The first match on Saturday is against Colorado, which sits fourth in the West (13 points from seven matches). It is yet another contest vs. a 2020 playoff team; FC Cincinnati has yet to play a squad that didn’t qualify for the postseason last year. In this instance, Colorado was the fifth seed in the West in 2020 but fell in the first round. It was the first time the Rapids had qualified for the postseason since 2016.

Colorado has had eight players register the club’s 12 goals, and its eight goals allowed is second-best among current West playoff teams. A key player to watch is midfielder Kellyn Acosta, who started for the U.S. national team in both of its Nations League matches over the break, including the wild 3–2 win over Mexico in the championship game. Other familiar names to soccer nerds will be winger Jonathan Lewis, who has seven U.S. senior national team appearances, and defender Sam Vines, who has three. On paper, this is FC Cincinnati’s toughest match before the calendar turns to July.

FCC’s two games next week on the road, however, are eminently winnable. The first is against Chicago, the only MLS club that could be considered worse than FC Cincinnati in 2021. The Fire have managed just four points from seven matches (FCC have four points in six games) and scored the fewest goals in the league (four). This is an ideal matchup for a FC Cincinnati side that could be finding solid defensive footing. Each of Chicago’s past three matches has ended 1–0. Last year, the Fire finished one point out of the 10-team Eastern Conference playoffs, missing the postseason for the third consecutive campaign and for the seventh time in eight years.

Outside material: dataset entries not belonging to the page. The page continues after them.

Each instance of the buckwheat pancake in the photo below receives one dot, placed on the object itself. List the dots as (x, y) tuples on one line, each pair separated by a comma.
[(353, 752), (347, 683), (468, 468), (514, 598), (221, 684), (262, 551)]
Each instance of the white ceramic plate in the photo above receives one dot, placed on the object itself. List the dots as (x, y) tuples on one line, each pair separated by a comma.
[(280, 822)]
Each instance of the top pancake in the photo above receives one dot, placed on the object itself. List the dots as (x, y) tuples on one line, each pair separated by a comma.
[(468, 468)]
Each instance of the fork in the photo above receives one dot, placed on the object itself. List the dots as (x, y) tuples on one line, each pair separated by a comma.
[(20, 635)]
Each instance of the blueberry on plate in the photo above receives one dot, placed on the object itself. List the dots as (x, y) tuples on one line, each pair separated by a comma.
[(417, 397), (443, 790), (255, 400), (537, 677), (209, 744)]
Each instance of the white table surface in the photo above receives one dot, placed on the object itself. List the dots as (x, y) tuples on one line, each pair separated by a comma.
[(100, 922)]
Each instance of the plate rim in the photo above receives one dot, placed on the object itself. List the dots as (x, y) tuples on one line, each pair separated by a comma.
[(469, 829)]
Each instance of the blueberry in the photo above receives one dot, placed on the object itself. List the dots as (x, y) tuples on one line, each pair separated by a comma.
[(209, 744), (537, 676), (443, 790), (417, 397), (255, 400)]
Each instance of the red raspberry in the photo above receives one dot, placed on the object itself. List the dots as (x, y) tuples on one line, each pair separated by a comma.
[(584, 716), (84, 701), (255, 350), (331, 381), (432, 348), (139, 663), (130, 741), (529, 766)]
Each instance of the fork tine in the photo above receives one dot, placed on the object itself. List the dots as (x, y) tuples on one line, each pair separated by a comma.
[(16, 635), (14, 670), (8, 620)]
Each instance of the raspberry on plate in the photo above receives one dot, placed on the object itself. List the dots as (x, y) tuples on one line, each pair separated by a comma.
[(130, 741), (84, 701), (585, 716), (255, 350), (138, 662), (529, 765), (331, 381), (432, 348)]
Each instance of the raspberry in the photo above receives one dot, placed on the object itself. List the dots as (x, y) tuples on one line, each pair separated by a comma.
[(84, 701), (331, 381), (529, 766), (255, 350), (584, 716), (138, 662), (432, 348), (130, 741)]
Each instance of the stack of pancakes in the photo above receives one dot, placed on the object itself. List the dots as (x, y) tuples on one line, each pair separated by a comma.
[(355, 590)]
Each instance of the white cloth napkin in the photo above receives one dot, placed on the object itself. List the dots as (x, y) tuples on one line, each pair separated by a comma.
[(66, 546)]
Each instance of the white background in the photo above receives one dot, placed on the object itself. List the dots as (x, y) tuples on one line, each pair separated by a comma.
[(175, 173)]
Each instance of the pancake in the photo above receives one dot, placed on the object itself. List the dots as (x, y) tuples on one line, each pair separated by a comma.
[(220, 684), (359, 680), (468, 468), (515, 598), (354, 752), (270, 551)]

The final match of FC Cincinnati’s three-games-in-eight-days sprint is against Toronto, a perennial Eastern power that’s fallen on hard times. After finishing second in the East in 2020 to reach the playoffs for the fifth time in six seasons, Toronto has logged five points from seven matches in 2021. It’s a bit of a throwback to the club’s early days in MLS, when it failed to make the postseason in each of its first eight (!) seasons, a seemingly unfathomable stretch considering Toronto has been to MLS Cup three times since 2016, winning the championship once and losing in penalty kicks on another occasion. But they resume play this weekend on a three-match winless streak, and a quick switch in form could be hampered by the team continuing to play its home contests in Orlando due to COVID-caused U.S.-Canada border restrictions.

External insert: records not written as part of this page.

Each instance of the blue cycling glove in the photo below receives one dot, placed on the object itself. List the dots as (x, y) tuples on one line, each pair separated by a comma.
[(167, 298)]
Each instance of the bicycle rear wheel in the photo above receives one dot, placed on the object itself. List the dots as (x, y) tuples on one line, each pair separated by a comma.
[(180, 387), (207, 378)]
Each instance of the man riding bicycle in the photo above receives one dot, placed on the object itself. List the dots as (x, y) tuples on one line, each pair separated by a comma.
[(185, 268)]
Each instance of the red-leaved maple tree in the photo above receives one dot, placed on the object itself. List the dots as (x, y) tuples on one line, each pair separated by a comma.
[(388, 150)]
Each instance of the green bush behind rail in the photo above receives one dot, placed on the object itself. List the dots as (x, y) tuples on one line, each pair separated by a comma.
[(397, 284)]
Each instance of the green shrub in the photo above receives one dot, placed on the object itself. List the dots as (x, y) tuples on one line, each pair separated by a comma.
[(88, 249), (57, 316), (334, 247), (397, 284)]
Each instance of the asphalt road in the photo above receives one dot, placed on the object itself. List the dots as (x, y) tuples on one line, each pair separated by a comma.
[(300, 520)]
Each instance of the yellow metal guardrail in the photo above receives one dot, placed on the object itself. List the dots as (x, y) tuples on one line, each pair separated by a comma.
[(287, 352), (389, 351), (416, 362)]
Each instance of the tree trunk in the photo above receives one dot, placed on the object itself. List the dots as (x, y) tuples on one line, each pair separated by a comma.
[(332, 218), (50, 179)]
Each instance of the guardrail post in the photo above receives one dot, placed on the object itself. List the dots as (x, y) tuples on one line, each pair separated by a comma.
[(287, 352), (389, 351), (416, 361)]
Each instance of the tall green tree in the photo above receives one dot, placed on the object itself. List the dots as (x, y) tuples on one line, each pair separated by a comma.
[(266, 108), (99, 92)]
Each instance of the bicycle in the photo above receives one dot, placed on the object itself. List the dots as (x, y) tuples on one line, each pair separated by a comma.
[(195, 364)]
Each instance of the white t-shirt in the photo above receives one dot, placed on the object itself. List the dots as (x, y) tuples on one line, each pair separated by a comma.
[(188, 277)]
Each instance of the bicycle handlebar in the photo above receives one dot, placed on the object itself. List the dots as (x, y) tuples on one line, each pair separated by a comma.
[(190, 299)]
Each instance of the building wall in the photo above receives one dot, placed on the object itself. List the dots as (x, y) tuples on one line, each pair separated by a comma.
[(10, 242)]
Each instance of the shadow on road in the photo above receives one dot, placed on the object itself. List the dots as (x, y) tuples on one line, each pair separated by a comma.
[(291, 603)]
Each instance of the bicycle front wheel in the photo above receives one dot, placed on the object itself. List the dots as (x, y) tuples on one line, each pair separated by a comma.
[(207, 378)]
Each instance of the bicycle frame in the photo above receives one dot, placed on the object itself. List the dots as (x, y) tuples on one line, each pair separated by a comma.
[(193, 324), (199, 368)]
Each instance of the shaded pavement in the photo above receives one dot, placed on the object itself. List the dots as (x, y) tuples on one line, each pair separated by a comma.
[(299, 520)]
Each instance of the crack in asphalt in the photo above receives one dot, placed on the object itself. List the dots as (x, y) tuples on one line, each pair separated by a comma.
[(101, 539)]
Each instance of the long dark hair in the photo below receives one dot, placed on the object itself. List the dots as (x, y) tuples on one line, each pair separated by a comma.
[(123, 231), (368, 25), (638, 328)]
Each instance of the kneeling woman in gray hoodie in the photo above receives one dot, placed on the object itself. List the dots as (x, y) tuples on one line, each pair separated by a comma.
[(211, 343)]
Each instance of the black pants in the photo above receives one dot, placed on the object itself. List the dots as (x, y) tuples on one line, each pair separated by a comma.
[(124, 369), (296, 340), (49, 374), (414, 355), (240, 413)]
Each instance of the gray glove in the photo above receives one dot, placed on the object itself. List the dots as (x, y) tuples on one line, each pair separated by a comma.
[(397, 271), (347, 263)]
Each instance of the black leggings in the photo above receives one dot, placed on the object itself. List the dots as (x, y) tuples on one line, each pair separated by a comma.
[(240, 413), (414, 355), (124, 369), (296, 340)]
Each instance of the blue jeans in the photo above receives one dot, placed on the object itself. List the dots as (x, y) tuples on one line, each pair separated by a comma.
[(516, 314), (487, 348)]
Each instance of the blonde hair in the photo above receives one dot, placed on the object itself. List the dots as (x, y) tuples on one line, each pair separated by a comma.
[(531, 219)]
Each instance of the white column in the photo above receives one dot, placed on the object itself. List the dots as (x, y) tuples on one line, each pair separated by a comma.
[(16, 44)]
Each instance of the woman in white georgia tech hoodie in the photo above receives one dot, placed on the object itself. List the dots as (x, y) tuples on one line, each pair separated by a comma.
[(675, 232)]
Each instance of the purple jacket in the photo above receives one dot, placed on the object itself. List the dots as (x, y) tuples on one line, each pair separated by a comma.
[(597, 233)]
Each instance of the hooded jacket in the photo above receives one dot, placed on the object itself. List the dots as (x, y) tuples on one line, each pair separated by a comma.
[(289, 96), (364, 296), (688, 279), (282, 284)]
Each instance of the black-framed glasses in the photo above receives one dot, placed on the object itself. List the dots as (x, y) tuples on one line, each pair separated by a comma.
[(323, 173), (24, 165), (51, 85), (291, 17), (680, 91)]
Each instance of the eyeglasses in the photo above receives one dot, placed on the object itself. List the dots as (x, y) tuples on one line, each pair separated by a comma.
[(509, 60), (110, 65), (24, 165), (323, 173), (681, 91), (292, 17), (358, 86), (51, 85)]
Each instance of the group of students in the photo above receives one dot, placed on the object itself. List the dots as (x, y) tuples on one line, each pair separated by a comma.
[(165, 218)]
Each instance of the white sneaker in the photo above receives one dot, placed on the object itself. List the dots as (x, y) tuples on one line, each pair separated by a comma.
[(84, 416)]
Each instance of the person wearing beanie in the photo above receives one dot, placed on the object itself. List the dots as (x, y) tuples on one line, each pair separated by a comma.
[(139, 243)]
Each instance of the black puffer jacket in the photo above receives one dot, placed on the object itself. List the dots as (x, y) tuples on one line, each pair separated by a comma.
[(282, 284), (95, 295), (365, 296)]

Winning two of these three matches would immediately thrust FC Cincinnati back into the playoff conversation, and the club should be well-rested, with only midfielder Allan Cruz having been away from the team for international duty. The time off should have provided head coach Jaap Stam ample opportunity to create cohesion for his unit, which saw quite a few additions in weeks leading up to the season (Isaac Atanga, Gustavo Vallecilla) and after the season began (Geoff Cameron, Kenneth Vermeer).

FC Cincinnati fans shouldn’t anticipate a well-oiled machine on Saturday, but the time off and the drop in level in competition should equate to draws (at minimum) and wins.